Responding to the milestone, Neo said, "I've waited 12 years to be able to make a film that can beat Money No Enough. I'm so glad that the day has finally come." He initially stated that he and the cast would skinny dip to celebrate, though they instead participated in various charity-related events. The film earned around RM2 million in Malaysia by April 2013, and ultimately grossed . Online box office revenue tracker Box Office Mojo has listed this film as the fifth-highest-grossing film of 2012 in Singapore. The film's sequel released in February 2013, Ah Boys to Men 2, would eventually break its record as the highest-grossing Singaporean film.

=== Impact ===
In an interview with Cinema Online, Jack Neo described the Ah Boys to Men duology as "a miracle" for himself and his team. The film served as the starting point for the Ah Boys to Men franchise, a series of works that contributed to the Singapore Film Society honoring the filmmaker with its Lifetime Achievement Award on 2 January 2026.

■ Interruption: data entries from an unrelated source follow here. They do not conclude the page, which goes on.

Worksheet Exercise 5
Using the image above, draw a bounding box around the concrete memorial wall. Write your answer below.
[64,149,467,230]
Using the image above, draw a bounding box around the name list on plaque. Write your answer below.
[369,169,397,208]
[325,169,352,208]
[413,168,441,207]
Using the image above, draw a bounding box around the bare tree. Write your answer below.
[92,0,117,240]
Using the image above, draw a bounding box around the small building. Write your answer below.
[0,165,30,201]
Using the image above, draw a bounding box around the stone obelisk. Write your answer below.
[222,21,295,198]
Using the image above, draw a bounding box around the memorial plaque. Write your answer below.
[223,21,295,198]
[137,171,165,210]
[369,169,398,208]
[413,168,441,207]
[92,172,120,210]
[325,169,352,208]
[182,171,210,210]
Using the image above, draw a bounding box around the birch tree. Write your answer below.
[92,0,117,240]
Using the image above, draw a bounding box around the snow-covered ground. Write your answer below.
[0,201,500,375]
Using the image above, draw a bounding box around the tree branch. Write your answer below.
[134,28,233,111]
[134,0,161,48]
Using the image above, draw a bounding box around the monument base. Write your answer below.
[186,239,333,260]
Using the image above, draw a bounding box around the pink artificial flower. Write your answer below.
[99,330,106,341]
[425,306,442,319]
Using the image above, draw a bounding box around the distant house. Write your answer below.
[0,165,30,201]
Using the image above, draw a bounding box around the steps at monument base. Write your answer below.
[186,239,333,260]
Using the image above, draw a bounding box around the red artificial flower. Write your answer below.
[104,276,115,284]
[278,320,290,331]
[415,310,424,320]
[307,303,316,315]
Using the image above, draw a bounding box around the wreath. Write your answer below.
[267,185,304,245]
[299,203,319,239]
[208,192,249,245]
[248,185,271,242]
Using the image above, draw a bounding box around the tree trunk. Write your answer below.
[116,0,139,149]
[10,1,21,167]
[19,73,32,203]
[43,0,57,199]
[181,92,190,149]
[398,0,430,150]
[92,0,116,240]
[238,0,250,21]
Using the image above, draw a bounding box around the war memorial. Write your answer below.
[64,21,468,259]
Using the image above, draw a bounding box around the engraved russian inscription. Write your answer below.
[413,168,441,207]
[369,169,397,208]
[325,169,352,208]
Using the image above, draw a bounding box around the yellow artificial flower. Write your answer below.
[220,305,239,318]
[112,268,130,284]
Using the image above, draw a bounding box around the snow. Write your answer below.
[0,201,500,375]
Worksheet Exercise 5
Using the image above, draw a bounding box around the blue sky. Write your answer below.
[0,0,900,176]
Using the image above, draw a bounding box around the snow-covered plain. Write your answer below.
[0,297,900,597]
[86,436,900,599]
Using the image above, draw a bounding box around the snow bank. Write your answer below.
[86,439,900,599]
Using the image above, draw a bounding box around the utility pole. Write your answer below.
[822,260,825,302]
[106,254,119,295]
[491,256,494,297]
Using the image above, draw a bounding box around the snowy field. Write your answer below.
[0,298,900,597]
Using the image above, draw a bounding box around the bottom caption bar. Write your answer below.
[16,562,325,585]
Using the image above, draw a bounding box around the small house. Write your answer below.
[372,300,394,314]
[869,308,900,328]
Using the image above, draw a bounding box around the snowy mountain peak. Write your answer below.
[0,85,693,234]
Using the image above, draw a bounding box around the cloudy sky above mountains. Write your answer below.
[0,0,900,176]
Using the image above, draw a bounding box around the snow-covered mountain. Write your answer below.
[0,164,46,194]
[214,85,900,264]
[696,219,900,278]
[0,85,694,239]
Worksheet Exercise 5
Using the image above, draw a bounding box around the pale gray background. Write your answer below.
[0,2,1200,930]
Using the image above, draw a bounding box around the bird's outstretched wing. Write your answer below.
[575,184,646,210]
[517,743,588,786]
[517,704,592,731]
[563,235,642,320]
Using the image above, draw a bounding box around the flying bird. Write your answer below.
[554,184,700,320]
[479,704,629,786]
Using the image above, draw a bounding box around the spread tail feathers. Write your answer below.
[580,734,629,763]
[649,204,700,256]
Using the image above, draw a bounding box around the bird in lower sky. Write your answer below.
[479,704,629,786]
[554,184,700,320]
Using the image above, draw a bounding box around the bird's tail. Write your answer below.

The film served as a career milestone and a breakthrough for several cast members, establishing them as actors and surging their popularity to the point where "getting mobbed by passionate fans has become part of their everyday life." Several cast members went on to become Neo's frequent collaborators, returning for future installments in the franchise. A musical theatre adaptation of Ah Boys to Men and its sequel ran in April 2014, featuring several members of the original cast.

==Themes==
The central theme of this film is National Service in Singapore, a popular topic amongst Singaporeans. It is meant to commemorate the 45th anniversary of Singapore's NS in conjunction with MINDEF's campaign that year, From Fathers to Sons. Director Neo stated that the narrative revolves around camaraderie and family. Through a father and son relationship, the film presents two contrasting attitudes toward NS, a distinction that Dylan Tan suggested may set the film apart from the official messaging of the official campaign. Derek Elley of Film Business Asia further argued that NS operates in the film as a metaphor for the strictures of everyday life in Singapore.

While other works by Neo subtly critique local social issues, scholars Chang and Ho noted that Ah Boys to Men presents the Singapore Armed Forces favorably. They also described in their essay on civil-military relations in Asia that the film's production demonstrates the Singaporean military's cooperative relationship with civilian institutions. Likewise, Stephen Teo explained that the film reflects Neo's filmmaking approach of critiquing the city-state system as an insider and beneficiary. Teo argued that in his film, Neo depicts NS positively as an institution while offering social critique. The film also dipped into culture of taking advantage of the system, such as faking illness to avoid training.

In Ah Boys to Men, Singaporean recruits from various ethnic backgrounds build camaraderie during NS. Nasir and Turner wrote in their book chapter on NS, that film presents NS as a rite of passage that teaches the "norms of being a well-adjusted citizen." They also noted that themes of independence, masculinity, and loyalty are shared with Army Daze, another Singaporean film with similar premise. Chia-Yuan Huang explained in their paper that the film's narrative emphasizes NS as a source of multiethnic unity. Moreover, the support from MINDEF and the Media Development Authority demonstrates an exercise of "soft governance" that highlights cultural differences framed within a national narrative of harmony. Meanwhile, John Lowe posited in the Asian Studies Review that through the opening sequence, the film proposes by tapping on Asian values that conscription is necessary to protect and maintain Singapore's developed economy. This interpretation implied that the survival of Singapore relies on the state's paternalistic rule, while also framing NS as a sacrifice that masculinizes conscripts and constructs nationalism.